En mi novela inacabada -y seguramente ya para siempre inconclusa- Memoria sentimental de la carretera, escribí hace muchos años mis impresiones literarias sobre el hotel Claridge:

Entramos en el túnel que se abría, oscuro y húmedo como el desván de una casona deshabitada, al final del puente de la presa de Alarcón. Había una peligrosa curva a izquierdas a la salida y enseguida se alcanzaban otra vez las vastas llanuras manchegas. La silueta grisácea de hormigón del hotel Claridge apareció ante nuestros ojos. Visto más de cerca tenía una apariencia de fortaleza militar silenciosa e inexpugnable. Cuando estuvimos a su altura puse el intermitente y cruzamos la explanada del aparcamiento, que estaba atestada de autobuses de líneas regulares, para llegar junto a la parcela de césped del mirador panorámico que se asomaba al pantano.
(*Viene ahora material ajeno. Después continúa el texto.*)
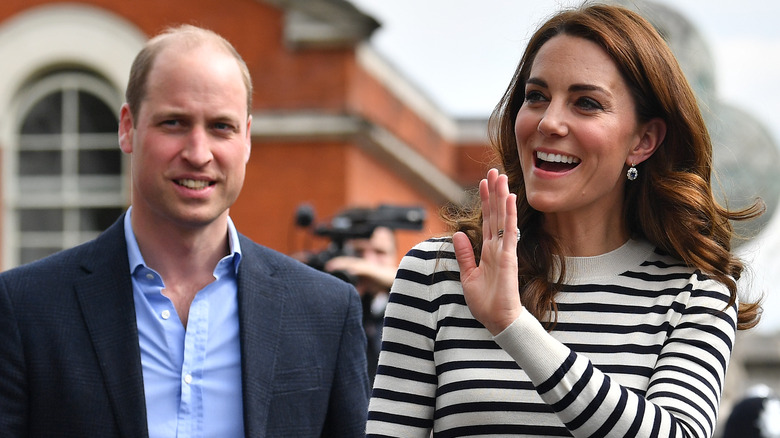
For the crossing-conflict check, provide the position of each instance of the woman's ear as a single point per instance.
(652, 135)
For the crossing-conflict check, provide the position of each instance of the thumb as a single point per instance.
(464, 253)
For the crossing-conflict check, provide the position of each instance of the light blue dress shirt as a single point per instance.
(192, 377)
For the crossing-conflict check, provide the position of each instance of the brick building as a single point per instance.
(333, 124)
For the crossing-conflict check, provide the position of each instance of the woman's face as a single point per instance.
(576, 131)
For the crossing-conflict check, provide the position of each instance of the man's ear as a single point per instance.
(126, 129)
(248, 139)
(653, 134)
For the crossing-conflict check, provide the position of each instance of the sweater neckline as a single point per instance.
(628, 256)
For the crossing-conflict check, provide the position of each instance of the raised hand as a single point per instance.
(491, 288)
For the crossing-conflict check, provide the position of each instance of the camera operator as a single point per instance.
(373, 263)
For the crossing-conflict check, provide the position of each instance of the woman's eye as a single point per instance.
(588, 103)
(534, 96)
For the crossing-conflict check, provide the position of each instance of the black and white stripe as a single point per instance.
(640, 349)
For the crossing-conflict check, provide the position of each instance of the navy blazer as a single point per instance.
(70, 363)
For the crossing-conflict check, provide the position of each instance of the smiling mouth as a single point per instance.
(194, 184)
(556, 162)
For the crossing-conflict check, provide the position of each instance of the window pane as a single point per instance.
(94, 115)
(98, 219)
(40, 163)
(45, 117)
(100, 162)
(40, 219)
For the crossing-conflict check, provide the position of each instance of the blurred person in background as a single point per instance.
(372, 266)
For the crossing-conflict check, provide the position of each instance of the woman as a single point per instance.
(606, 224)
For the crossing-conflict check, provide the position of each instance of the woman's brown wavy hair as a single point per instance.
(671, 204)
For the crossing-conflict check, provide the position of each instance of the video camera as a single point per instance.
(355, 223)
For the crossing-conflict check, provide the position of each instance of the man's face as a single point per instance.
(191, 142)
(379, 249)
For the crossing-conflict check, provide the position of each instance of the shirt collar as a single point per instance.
(137, 260)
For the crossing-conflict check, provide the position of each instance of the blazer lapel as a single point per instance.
(260, 306)
(106, 298)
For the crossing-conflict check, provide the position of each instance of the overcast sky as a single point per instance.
(462, 53)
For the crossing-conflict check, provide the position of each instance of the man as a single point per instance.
(372, 265)
(171, 323)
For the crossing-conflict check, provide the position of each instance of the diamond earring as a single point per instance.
(632, 173)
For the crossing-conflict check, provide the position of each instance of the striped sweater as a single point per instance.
(640, 349)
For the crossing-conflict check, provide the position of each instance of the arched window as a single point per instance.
(69, 182)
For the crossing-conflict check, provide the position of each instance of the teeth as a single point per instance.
(557, 158)
(195, 184)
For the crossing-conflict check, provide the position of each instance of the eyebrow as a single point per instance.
(572, 88)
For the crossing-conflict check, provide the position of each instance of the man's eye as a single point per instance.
(223, 127)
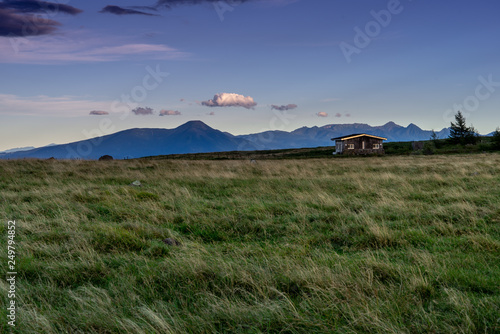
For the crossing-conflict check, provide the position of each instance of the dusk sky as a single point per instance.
(86, 68)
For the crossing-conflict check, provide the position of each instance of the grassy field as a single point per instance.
(407, 244)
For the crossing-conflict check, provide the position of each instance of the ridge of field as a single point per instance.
(395, 244)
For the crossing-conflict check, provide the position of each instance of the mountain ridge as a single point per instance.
(198, 137)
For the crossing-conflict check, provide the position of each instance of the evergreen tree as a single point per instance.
(460, 133)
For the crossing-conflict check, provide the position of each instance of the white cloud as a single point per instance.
(169, 113)
(80, 48)
(98, 113)
(43, 105)
(230, 100)
(283, 108)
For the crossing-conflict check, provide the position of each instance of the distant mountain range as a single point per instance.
(321, 136)
(197, 137)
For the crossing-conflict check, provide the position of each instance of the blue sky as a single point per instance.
(325, 61)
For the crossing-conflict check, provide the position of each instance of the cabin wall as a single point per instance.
(360, 148)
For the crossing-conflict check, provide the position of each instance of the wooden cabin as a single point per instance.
(358, 144)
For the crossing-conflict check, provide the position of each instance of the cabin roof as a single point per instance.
(355, 135)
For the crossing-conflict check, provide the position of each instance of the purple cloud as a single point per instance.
(230, 100)
(123, 11)
(98, 113)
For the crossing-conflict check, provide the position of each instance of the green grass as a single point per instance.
(407, 244)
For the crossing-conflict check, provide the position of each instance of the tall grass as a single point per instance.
(361, 245)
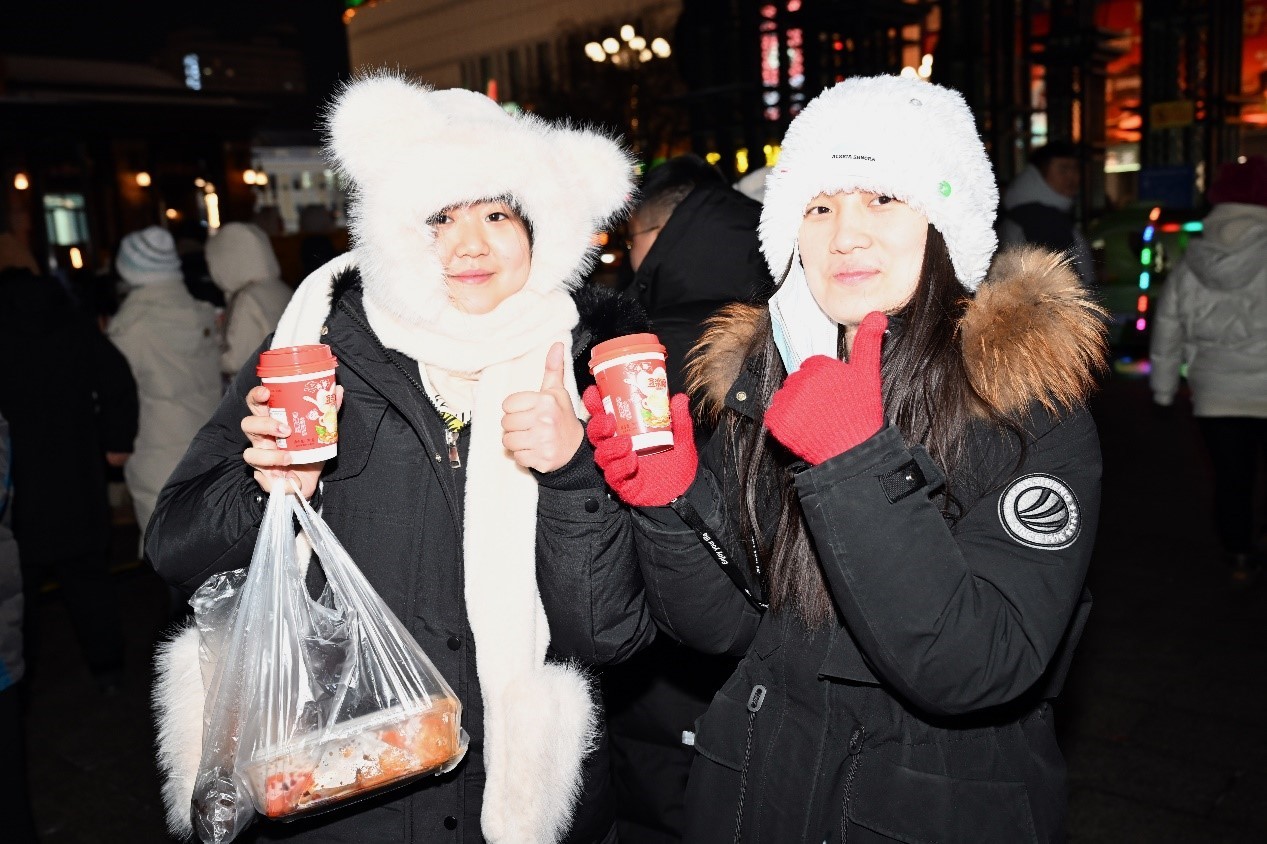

Desde allí arriba las aguas verdes, azules y grises del embalse seguían teniendo una presencia pacífica.

(...) Pese a que la mayoría llevarían alguna plaza libre no se podía tomar ninguno de aquellos autobuses hacia ninguna parte. El hotel Claridge sólo era un punto de descanso y avituallamiento para chóferes y pasajeros, no una estación de embarque en donde iniciar ruta (...)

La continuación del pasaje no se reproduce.